Buchanan rejects foreign policy criticism

Says West's actions could lead to war

By William C. Mann, Associated Press, 09/27/99

ASHINGTON - Patrick J. Buchanan yesterday reaffirmed foreign policy views criticized by other Republican presidential candidates, and offered terms to the GOP for ending his dalliance with the Reform Party: Nominate him.

Buchanan also chastised members of both parties - ''especially the Republicans'' - for being ''braying donkeys of interventionism.'' He said the United States should apologize to Russia for the ''double-cross'' of expanding NATO into central Europe.

Further, he said, the West today is making the same mistakes in Europe that he wrote about in a new book, ''A Republic, Not an Empire.''

''We are repeating the errors that led to World War II, and for heaven's sake, stop it before World War III,'' Buchanan said on ''Fox News Sunday.''

Buchanan's book entered the national political debate last week because of its questions about the United States' entry into World War II against Nazi Germany. It said Adolf Hitler's Third Reich was no threat to the United States after 1940, and Allied guarantees to Poland brought war to the continent and gave the Soviet Union's communist government two extra years to prepare for Germany's invasion.

Three campaign rivals, John McCain, Elizabeth Dole, and Steve Forbes, have questioned Buchanan's writings in highly critical terms. McCain said Republicans should welcome Buchanan's departure from the party.
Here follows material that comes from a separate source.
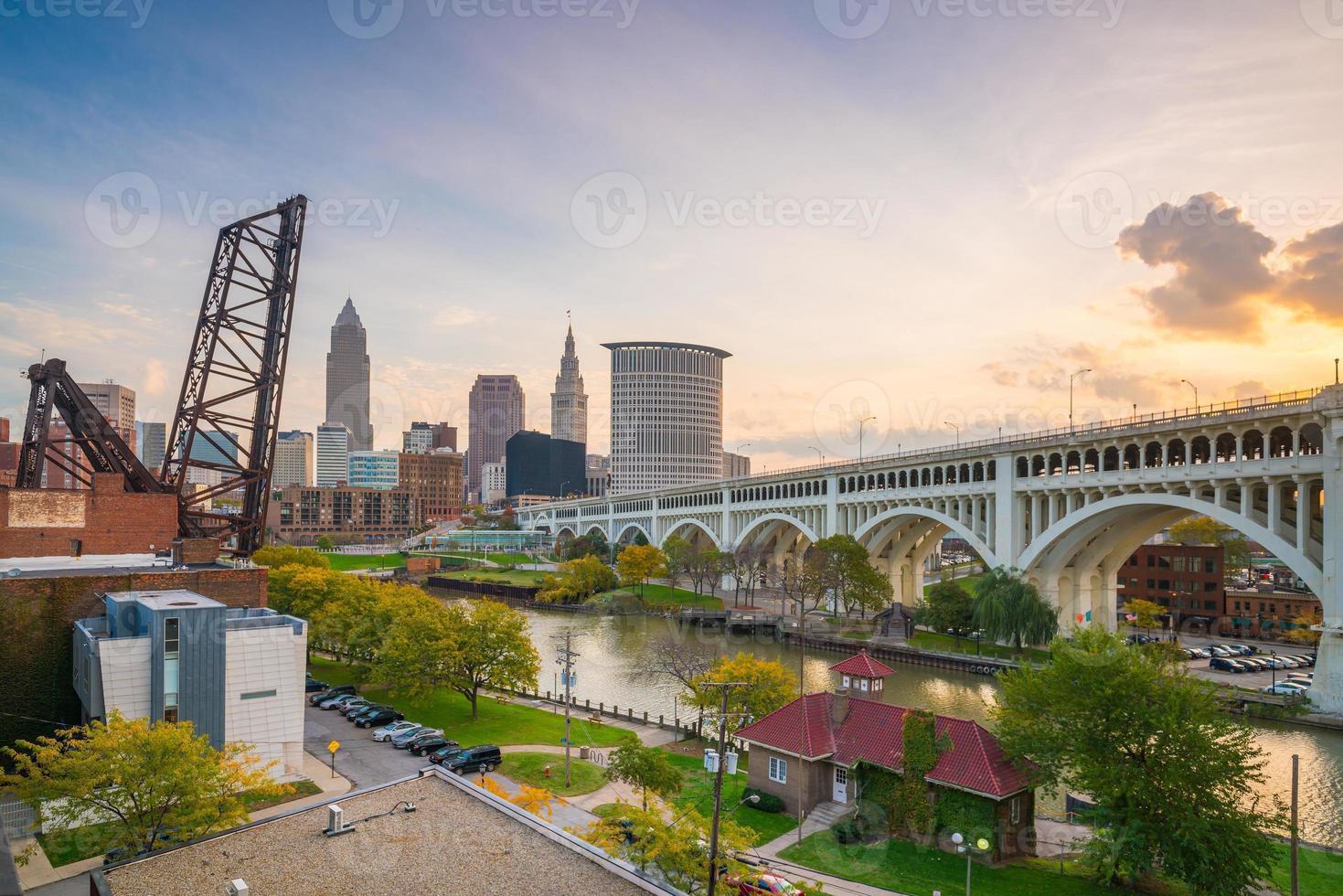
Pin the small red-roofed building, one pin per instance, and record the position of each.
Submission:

Yesterday, Buchanan said he needs at least three weeks before deciding. ''I'm still a candidate for the Republican nomination, but I'm clearly thinking about going for the Reform Party nomination,'' he said.
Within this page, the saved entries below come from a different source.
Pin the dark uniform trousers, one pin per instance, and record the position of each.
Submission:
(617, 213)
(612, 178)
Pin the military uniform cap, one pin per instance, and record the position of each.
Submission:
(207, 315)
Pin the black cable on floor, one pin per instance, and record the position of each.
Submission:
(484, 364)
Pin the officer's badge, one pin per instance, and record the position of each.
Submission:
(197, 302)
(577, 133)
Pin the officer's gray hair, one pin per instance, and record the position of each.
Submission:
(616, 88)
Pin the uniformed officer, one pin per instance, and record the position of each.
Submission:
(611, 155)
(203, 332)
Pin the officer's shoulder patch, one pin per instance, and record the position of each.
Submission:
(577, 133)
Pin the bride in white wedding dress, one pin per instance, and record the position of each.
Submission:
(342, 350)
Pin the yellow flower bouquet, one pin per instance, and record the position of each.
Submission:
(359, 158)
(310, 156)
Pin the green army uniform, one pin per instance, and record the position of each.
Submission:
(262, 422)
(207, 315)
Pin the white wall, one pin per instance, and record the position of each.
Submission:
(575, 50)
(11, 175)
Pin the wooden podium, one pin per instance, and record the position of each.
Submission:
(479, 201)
Asked how the Republicans could keep him in the GOP, Buchanan said with a laugh: ''They could offer me the nomination.''

On Friday, George W. Bush said in an interview that he wants Buchanan to remain Republican, although he disagreed with his opinion that the German threat to the United States ended after Hitler lost the Battle of Britain in 1940.

A GOP senator, Arlen Specter of Pennsylvania, said the Republicans are paying too much attention to Buchanan. ''I think if we ignored Pat,'' he said, ''that would be the best course.''

Buchanan said the book, which he described on CNN's ''Late Edition'' as ''a boring, scholarly work on foreign policy,'' was meant to sound an alarm to the country.

''We need to reduce our commitments to fight in all these ridiculous little places around the world. We need to rebuild the military to where it was when Ronald Reagan had it,'' he said on Fox.

Then, he said, ''we need to let nations know clearly, if you fool with the United States, you have had it.''

He said expanding NATO to include Poland, the Czech Republic, and Hungary was a mistake. It violated commitments, made as late as the Bush administration, that NATO would not extend to Eastern Europe if Russia left the region.

''We double-crossed the Russians,'' Buchanan said.

As president, Buchanan said, he would offer Russia a deal: promise to leave alone the Baltic states Lithuania, Latvia, and Estonia, and NATO will not expand farther eastward.